Se sintió impresionado por la reacción de ella. Daisy retrocedió ante él como si fuera una visión surgida de su peor pesadilla, y luego se hundió en una silla y dijo:

—Oh, Jimmy.

Algo en la forma en que pronunció su nombre paralizó a Wing. Parecía como a punto de echarse a llorar.

—Lo siento —dijo McCauley. Tomó el gabán de sus manos inertes y la besó rápidamente en la mejilla. Wing deseó arrojarle al suelo pero descubrió que no podía moverse. Nadie en la habitación se movió, excepto el desconocido al que su esposa había llamado Jimmy. Durante toda la noche había captado una tensión en la fiesta pero, como un estúpido, la había interpretado de una forma completamente errónea.

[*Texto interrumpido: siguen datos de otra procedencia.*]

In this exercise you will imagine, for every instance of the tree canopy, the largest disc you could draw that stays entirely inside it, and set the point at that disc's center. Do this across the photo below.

Todo el mundo lo sabía; si él hacía algún movimiento, podían echarse a reír.

—¿No deberíamos...? —McCauley estaba murmurando algo; su mano estaba en la puerta—. Lo siento.

—Tú no sales, ¿verdad? —Wing se sintió orgulloso de lo firme que era su voz. Los hombros de Daisy se estremecían pero sus ojos estaban secos. Su escultor no dijo nada; ni siquiera se detuvo para ponerse el gabán. Cuando la puerta se cerró tras él, Wing sintió una urgencia peculiar de llamar a Congemi de entre la multitud y hacer que él tomara la responsabilidad sobre aquel ciudadano del estado mundial de la información. Este nuevo mundo perfecto estaba lleno de gente que no tenía la menor idea de cómo actuar en público.

—¿Daisy?

Ella no le miró. Aunque él tenía la sensación como si estuviera de pie completamente desnudo en medio del vestíbulo de la histórica casa Piscataqua, se dio cuenta de que nadie le estaba mirando. Excepto Ndavu.